Once we were in Watson Lake, our hotel was the Big Horn Hotel, which was clean but somewhat dated and eclectic in its furnishings, best described as vintage yard sale. In Watson Lake, the must see is the “Sign Post Forest”. The Sign Post Forest, a collection of signs and other memorabilia is one of the most famous of the landmarks along the Alcan, and came to be when a GI in 1942 was ordered to repair a sign post. Not only did he repair it but also took the opportunity to personalize the sign post with one giving the distance to his hometown. Visitors may add their own signs to the 100,000 already present.
From Watson Lake, we headed north to Whitehorse, the provincial capital of the Yukon Territories. At this juncture, the traveler has the option to either proceed further north to Dawson City or follow the ALCAN to Haines Junction, Beaver Creek, YT and Tok, AK. We, instead of following the ALCAN, decided to leave the other portion for our return trip. We headed north to Carmacks, YT for the evening’s stay at what else but, Hotel Carmacks. As we headed north we began to have the Yukon River as a companion and stopped to see and photograph the Five Finger Rapids, a natural navigation hazard and challenge for the gold rush crowd who had climbed the Chilkoot Pass from Skagway, AK, with a 1,000 lbs. of supplies and built rafts to float themselves and their supplies down the Yukon River to Dawson City.

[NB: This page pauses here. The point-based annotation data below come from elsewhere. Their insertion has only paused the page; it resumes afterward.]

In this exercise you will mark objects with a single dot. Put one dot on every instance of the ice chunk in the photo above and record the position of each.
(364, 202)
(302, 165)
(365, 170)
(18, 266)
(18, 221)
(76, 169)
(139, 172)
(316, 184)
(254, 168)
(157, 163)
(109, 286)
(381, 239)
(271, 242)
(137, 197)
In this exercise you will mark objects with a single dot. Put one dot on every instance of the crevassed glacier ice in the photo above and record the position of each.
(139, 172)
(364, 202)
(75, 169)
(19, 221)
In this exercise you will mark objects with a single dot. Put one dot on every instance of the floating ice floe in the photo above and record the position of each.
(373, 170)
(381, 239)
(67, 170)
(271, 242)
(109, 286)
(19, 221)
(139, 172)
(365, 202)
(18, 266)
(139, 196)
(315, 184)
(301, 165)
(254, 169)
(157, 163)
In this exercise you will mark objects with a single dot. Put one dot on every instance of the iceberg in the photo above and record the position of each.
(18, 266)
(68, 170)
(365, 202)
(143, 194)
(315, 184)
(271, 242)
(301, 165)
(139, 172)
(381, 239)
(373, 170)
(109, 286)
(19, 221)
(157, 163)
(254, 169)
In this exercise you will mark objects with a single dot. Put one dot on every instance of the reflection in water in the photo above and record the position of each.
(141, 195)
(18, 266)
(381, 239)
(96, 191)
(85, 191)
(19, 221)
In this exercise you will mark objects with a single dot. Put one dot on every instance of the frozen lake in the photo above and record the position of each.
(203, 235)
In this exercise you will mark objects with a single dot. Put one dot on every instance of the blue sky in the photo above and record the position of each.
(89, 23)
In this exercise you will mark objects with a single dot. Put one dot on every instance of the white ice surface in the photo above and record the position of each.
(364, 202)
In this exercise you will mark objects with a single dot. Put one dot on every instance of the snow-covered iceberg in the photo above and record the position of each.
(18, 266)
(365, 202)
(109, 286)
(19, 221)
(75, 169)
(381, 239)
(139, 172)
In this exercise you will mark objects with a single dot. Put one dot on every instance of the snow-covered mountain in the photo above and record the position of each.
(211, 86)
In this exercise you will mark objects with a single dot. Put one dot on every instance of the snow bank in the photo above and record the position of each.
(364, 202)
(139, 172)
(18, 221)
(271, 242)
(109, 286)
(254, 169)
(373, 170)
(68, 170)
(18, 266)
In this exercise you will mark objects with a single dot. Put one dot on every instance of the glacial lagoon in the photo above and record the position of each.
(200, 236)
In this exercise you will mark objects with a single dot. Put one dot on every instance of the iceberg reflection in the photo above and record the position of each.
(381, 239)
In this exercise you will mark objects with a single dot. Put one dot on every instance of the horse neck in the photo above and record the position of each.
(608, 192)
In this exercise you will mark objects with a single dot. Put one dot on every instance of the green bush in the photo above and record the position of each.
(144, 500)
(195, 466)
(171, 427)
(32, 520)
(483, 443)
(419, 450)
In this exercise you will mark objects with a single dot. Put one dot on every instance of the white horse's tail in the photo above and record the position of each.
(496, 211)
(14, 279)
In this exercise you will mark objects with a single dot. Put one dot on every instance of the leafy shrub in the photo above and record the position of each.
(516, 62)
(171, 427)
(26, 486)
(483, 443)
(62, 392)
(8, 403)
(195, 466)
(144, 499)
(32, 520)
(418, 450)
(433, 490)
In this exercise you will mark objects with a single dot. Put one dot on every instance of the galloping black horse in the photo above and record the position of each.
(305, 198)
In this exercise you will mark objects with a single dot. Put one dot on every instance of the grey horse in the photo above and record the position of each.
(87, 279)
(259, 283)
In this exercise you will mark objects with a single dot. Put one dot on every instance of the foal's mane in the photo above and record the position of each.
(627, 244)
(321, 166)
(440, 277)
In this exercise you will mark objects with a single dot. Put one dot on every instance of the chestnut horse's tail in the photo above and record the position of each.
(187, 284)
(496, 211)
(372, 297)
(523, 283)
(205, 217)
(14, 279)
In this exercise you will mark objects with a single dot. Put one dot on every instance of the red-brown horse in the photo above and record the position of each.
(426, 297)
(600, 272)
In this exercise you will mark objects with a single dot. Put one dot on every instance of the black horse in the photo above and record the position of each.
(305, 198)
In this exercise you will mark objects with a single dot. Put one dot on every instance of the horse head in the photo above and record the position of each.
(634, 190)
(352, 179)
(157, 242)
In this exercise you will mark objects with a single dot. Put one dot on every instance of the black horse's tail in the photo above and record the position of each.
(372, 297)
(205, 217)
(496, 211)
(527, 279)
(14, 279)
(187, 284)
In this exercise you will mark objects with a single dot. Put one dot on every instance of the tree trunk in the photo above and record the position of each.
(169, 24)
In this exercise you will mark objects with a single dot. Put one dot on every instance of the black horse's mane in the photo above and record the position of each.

At Dawson City we boarded the “free” ferry, the Black George, for a ride across the Yukon River. This appeared to be the same vessel I rode across the Yukon River on in 1985. Apparently they take great care of the vessel or since it appears to be primarily for tourists, some degree of care. All kidding aside, the boat operated flawlessly and was much appreciated for being free.
Once on the other side of the Yukon, one is still in the Yukon Territory and travels on 60 miles or so of partial pavement and gravel road to the US border near a place called Boundary, AK. From this point to Tok, AK, we would ride the Top of the World Highway. Although there are substantial portions of pavement, the day we crossed the border, the very helpful woman customs officer at the US Border crossing told us to be careful of the fresh layer of arrowhead rock (sharp edged rock that has been freshly blasted and has gone through minimal crushing) for the next 10-14 miles. The long and short of it was that the 6-8 inches of this freshly laid down and not compacted arrowhead rock just kicked our asses. Fortunately, other than being worn out from the ride across the rock, we and our bikes were unharmed.
Our day ended in TOK, AK, a personification of the term, “crossroad.” We checked into Young’s Motel at Fast Eddy’s restaurant at the same time as we were seated for a good dinner – redefines the term “one stop shopping” , and for us a real oasis after the last six hours of riding. Another very welcome relief was that it was next to a liquor store. It does not get much better than this!!!! Bill and I were truly getting down to the basics: fuel, food and alcohol.